8. A golf club head comprising:

a face, a heel, a toe, and a top edge;

a back defined opposite the face;

a crown extending between the top edge of the face to the back and between the heel to the toe, the crown comprising:

a plurality of apertures, a largest dimension of at least one aperture being less than or equal 0.3 inch; and

at least one reinforcing rib extending between the face and the back, wherein a smallest width of the reinforcing rib is greater than the greatest dimension.

9. The golf club head of claim 8, wherein all of the apertures have generally the same largest dimension.

10. The golf club head of claim 8, wherein at least two of the apertures have different largest dimensions.

11. The golf club head of claim 8, wherein the plurality of apertures defines at least one repeating pattern of apertures.

12. The golf club head of claim 8, wherein the crown further comprises a recess, wherein the plurality of apertures is defined within the recess.

13. The golf club head of claim 8, further comprising a protective cover configured to engage the crown to cover the plurality of apertures.

14. The golf club head of claim 8, wherein the number of the plurality of apertures is in a range of between 60 to 1500 apertures.

15. A method for manufacturing a club head for a golf club comprising:

forming a club head comprising a face, a heel, a toe, a top edge, a back defined opposite the face, and a crown extending between the top edge of the face to the back and between the heel to the toe;

forming a plurality of apertures in the crown, a largest dimension of at least one aperture being less than or equal 0.3 inch, the crown defining a first region having a center portion being concave relative to the face, and a second region between the first region and the back, wherein the apertures are formed in the second region.

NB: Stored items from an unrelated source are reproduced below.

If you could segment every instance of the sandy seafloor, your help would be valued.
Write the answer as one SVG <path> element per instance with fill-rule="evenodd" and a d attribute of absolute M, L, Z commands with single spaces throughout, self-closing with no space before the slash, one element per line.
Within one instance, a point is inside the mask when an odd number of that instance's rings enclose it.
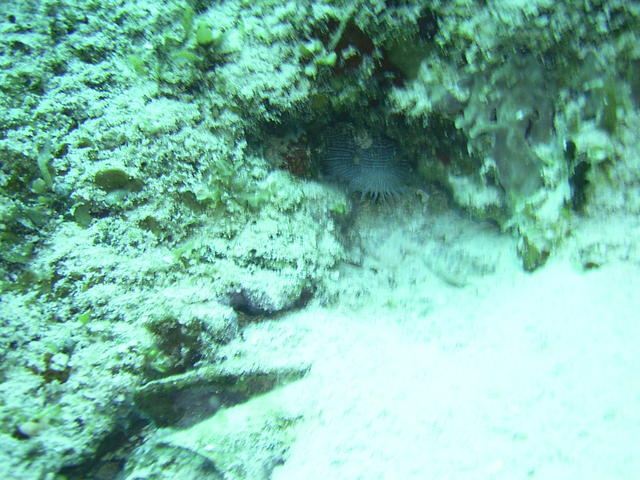
<path fill-rule="evenodd" d="M 415 285 L 385 308 L 393 289 L 370 284 L 368 308 L 245 332 L 266 364 L 313 364 L 297 387 L 304 426 L 272 478 L 640 478 L 638 267 L 584 272 L 559 255 L 526 274 L 509 240 L 475 241 L 503 261 L 473 286 Z"/>

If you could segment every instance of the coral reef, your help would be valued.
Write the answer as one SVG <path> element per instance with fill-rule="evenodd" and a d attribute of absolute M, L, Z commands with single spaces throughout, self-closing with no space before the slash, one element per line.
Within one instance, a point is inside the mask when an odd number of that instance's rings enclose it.
<path fill-rule="evenodd" d="M 640 262 L 638 31 L 624 0 L 1 2 L 0 477 L 115 478 L 135 392 L 254 322 L 493 272 L 443 211 L 526 270 Z"/>

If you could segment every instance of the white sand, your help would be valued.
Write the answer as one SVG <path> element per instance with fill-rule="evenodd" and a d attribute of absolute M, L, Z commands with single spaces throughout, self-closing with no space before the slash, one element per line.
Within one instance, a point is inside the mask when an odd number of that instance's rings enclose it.
<path fill-rule="evenodd" d="M 244 348 L 262 346 L 265 364 L 313 365 L 302 429 L 272 478 L 639 479 L 640 270 L 559 257 L 534 274 L 432 284 L 446 302 L 426 310 L 417 286 L 416 308 L 385 309 L 393 289 L 371 285 L 357 311 L 250 327 Z"/>

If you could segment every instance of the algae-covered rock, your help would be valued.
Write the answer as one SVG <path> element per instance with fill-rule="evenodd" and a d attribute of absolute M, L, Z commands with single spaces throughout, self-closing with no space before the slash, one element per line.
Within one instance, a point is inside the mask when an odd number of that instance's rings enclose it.
<path fill-rule="evenodd" d="M 137 389 L 134 401 L 156 425 L 185 428 L 305 373 L 304 368 L 233 373 L 205 366 L 146 383 Z"/>
<path fill-rule="evenodd" d="M 106 168 L 99 170 L 94 176 L 96 185 L 105 192 L 114 190 L 134 190 L 139 188 L 139 183 L 119 168 Z"/>
<path fill-rule="evenodd" d="M 607 23 L 613 11 L 619 16 Z M 427 131 L 437 132 L 430 128 L 434 118 L 453 120 L 481 168 L 493 165 L 495 172 L 466 170 L 463 182 L 464 155 L 449 154 L 445 175 L 442 151 L 435 148 L 431 158 L 419 157 L 418 171 L 436 177 L 474 214 L 514 230 L 531 247 L 520 250 L 527 268 L 540 265 L 530 253 L 562 243 L 570 229 L 565 206 L 582 209 L 586 198 L 572 171 L 580 162 L 598 165 L 618 156 L 619 127 L 634 117 L 634 80 L 626 73 L 614 80 L 607 65 L 635 68 L 639 52 L 628 29 L 637 27 L 637 11 L 617 1 L 596 10 L 548 2 L 465 8 L 436 2 L 431 14 L 437 24 L 432 46 L 406 84 L 390 92 L 391 105 Z M 617 27 L 608 32 L 602 21 Z M 578 150 L 569 165 L 567 144 Z M 496 188 L 503 194 L 495 195 Z"/>
<path fill-rule="evenodd" d="M 296 383 L 223 408 L 192 427 L 148 440 L 131 457 L 124 478 L 267 480 L 286 461 L 303 412 Z"/>

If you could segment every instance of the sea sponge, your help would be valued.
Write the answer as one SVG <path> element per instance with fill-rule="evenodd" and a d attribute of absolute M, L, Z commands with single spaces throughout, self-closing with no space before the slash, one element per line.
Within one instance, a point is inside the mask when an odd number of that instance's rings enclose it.
<path fill-rule="evenodd" d="M 399 158 L 395 142 L 355 128 L 325 137 L 323 167 L 330 178 L 360 192 L 361 199 L 397 197 L 411 178 L 411 168 Z"/>

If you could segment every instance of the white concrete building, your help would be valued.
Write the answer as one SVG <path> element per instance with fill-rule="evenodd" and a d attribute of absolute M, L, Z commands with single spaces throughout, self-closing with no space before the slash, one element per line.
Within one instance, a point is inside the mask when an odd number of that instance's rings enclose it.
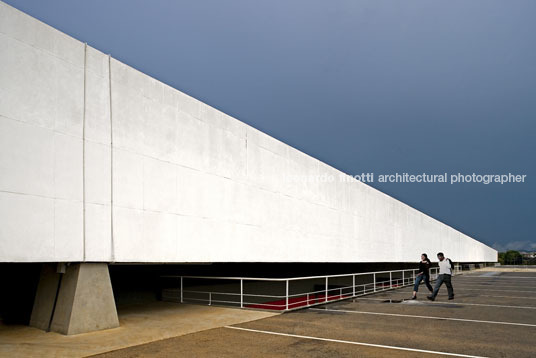
<path fill-rule="evenodd" d="M 497 259 L 4 3 L 0 52 L 0 261 Z"/>
<path fill-rule="evenodd" d="M 0 2 L 0 262 L 497 260 L 340 175 Z"/>

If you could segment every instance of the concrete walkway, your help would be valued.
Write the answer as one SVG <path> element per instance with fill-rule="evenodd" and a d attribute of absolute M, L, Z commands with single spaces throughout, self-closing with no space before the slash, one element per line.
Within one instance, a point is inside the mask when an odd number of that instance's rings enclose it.
<path fill-rule="evenodd" d="M 0 357 L 85 357 L 277 315 L 171 302 L 133 305 L 118 311 L 119 328 L 74 336 L 0 325 Z"/>

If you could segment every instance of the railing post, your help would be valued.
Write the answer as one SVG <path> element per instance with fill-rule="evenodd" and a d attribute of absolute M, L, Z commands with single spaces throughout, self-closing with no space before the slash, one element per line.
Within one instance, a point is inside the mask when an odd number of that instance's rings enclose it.
<path fill-rule="evenodd" d="M 376 292 L 376 272 L 374 272 L 372 276 L 374 276 L 374 292 Z"/>
<path fill-rule="evenodd" d="M 286 280 L 285 283 L 286 283 L 285 310 L 288 311 L 288 280 Z"/>
<path fill-rule="evenodd" d="M 324 302 L 328 302 L 328 277 L 326 276 L 326 297 L 324 297 Z"/>
<path fill-rule="evenodd" d="M 402 286 L 406 286 L 406 271 L 402 270 Z"/>
<path fill-rule="evenodd" d="M 182 291 L 183 291 L 182 280 L 183 280 L 183 278 L 182 278 L 182 276 L 181 276 L 181 303 L 183 303 L 183 301 L 184 301 L 184 294 L 183 294 L 183 292 L 182 292 Z"/>
<path fill-rule="evenodd" d="M 244 308 L 244 280 L 240 279 L 240 308 Z"/>
<path fill-rule="evenodd" d="M 393 288 L 393 272 L 389 271 L 389 288 Z"/>
<path fill-rule="evenodd" d="M 309 306 L 309 292 L 307 292 L 307 306 Z"/>
<path fill-rule="evenodd" d="M 209 293 L 208 293 L 208 305 L 209 305 L 209 306 L 212 305 L 212 292 L 209 292 Z"/>
<path fill-rule="evenodd" d="M 352 296 L 355 297 L 355 275 L 352 275 Z"/>

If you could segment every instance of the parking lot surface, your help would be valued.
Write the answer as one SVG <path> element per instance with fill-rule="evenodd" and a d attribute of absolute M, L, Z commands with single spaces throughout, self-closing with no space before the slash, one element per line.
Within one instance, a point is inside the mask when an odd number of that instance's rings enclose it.
<path fill-rule="evenodd" d="M 453 278 L 109 352 L 100 357 L 535 357 L 536 272 Z"/>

16. The method of claim 15, further comprising forming a recess in the second region prior to forming the plurality of apertures in the second region.

17. The method of claim 15, wherein forming the plurality of apertures includes stamping the crown to form the plurality of apertures.

18. The method of claim 15, further comprising forming at least one reinforcing rib in the second region.

19. The method of claim 15, further comprising forming at least one reinforcing rib in the second region, the reinforcing rib defined by portions of the second region being without apertures.

20. The method of claim 15, further comprising attaching a cover on the second region.